A significant reason why Joni Mitchell is so beloved is her specificity. Her songs are confessionals, pulling inspiration from her personal life and combining images from her memory with pure poetry to create something sharply emotional. Even though her music is about her, it’s that personal approach that somehow makes it relatable. Even when certain songs are about certain people, her audience can relate, with ‘Coyote’ being an especially beloved piece on doomed love.
“I suppose a lot of people could have written a lot of my other songs, but I feel the songs on Hejira could only have come from me,” Mitchell once said. Out of all her albums, her 1976 eighth album, Hejira, felt special. It was a period where her love for music-making seemed reinvigorated. In the early 1970s, on albums like Blue, For The Roses and Court and Spark, there was a palpable feeling of frustration or entrapment as the artist’s own success had begun to feel smothering. But by the middle of the decade, after a period of travel and touring, there was a sense of freedom and energy back.
Part of that came down to her time spent on the Rolling Thunder Revue, Bob Dylan’s landmark tour that gathered together the brightest talents of his time. Mitchell joined him on the road, along with the likes of Joan Baez, Bob Neuwirth, Allen Ginsberg, Roger McGuinn and more.
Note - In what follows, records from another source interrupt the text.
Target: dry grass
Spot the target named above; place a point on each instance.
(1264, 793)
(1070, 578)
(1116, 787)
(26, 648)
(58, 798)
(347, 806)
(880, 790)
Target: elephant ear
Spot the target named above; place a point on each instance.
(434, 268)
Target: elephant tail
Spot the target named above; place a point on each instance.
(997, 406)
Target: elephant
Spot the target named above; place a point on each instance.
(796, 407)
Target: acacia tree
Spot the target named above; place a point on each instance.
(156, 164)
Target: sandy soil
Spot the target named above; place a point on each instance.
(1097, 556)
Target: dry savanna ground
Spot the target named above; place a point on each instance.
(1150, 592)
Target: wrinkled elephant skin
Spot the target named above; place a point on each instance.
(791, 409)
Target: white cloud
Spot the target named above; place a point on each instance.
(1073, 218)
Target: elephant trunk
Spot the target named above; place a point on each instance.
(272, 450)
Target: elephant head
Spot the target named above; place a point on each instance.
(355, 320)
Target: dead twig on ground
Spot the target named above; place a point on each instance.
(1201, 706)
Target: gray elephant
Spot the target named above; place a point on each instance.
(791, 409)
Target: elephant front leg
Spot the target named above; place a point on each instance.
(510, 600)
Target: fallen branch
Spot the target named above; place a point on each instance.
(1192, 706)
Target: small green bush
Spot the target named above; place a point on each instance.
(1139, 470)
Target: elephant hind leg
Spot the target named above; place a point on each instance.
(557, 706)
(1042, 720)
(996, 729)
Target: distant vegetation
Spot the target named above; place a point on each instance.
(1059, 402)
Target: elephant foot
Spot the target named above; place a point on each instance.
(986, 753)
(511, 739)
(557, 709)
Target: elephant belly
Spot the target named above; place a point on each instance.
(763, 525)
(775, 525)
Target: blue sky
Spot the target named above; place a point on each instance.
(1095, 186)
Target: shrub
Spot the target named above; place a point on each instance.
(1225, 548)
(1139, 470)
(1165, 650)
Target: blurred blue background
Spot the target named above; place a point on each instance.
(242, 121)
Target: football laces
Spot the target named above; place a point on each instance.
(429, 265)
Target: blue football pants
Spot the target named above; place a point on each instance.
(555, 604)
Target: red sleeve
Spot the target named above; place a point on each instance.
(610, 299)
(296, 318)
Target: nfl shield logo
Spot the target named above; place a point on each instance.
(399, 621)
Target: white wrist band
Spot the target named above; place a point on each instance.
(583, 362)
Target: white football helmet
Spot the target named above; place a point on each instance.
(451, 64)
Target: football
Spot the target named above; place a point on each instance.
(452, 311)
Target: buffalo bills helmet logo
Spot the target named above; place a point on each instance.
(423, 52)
The energy was so inspiring that despite only being booked to perform one night, Mitchell played three shows and stayed on with the tour for several days.
But part of it came down to the man she met there. It was a perfect storm of musical inspiration and the inspiration of infatuation, providing the ultimate source material for a song. Captured first in Martin Scorsese’s documentary of the tour, Mitchell plays the song with Dylan and McGuinn, who accompany her on guitars. Of the track and its conception, McGuinn says before their performance that Mitchell “wrote this song about this tour and on this tour and for this tour”. It just happened to be that on that tour, she’d just happened to meet someone special.
So, who is ‘Coyote’ about?
As the tour went on, Bob Dylan was already acutely aware of its cultural impact. He knew he was doing something special, so he brought in people to capture it. Along with a film crew, he hired Sam Shepard, a writer, actor and playwright who at that point was a cult figure existing on the fringes of the art and music world, to observe the tour and write a screenplay about it.
He was linked to plenty of people on the tour. Patti Smith, his ex-lover and past collaborator who Sam Shepard wrote one of his plays with, was there. Allen Ginsberg, who he’d worked with on Robert Frank’s Me and My Brother, was there. And Dylan simply trusted Shepard could produce the kind of cool yet romantic tale he wanted to be told of the tour.
Romance certainly came easy, and Shepard and Mitchell hit it off. But, as she navigates through the song’s lyrics, their love was doomed by “such different sets of circumstance”.
The first was that, at the time, Shepard was married. Not only was he having an affair with Mitchell, but he was also linked to the tour’s manager, Christine O’Dell, as she sings, “He’s got a woman at home, another woman down the hall, but he seems to want me anyway.”
The second was that Mitchell and Shepard’s lives simply couldn’t be more different. “I’m up all night in the studios / And you’re up early on your ranch,” she sings as she is focused on her work, and he was a recluse, living on a farm with a more peaceful life. Yet still, the attraction was palpable as Mitchell’s lyrics seductively sing of desire, “That coyote’s at my door / He pins me in a corner, and he won’t take “no!” / He drags me out on the dance floor / And we’re dancing close and slow.”
But despite the tumult of the affair and the doomed nature of their attraction, Mitchell still got a great song out of it, concluding, “No regrets, coyote”.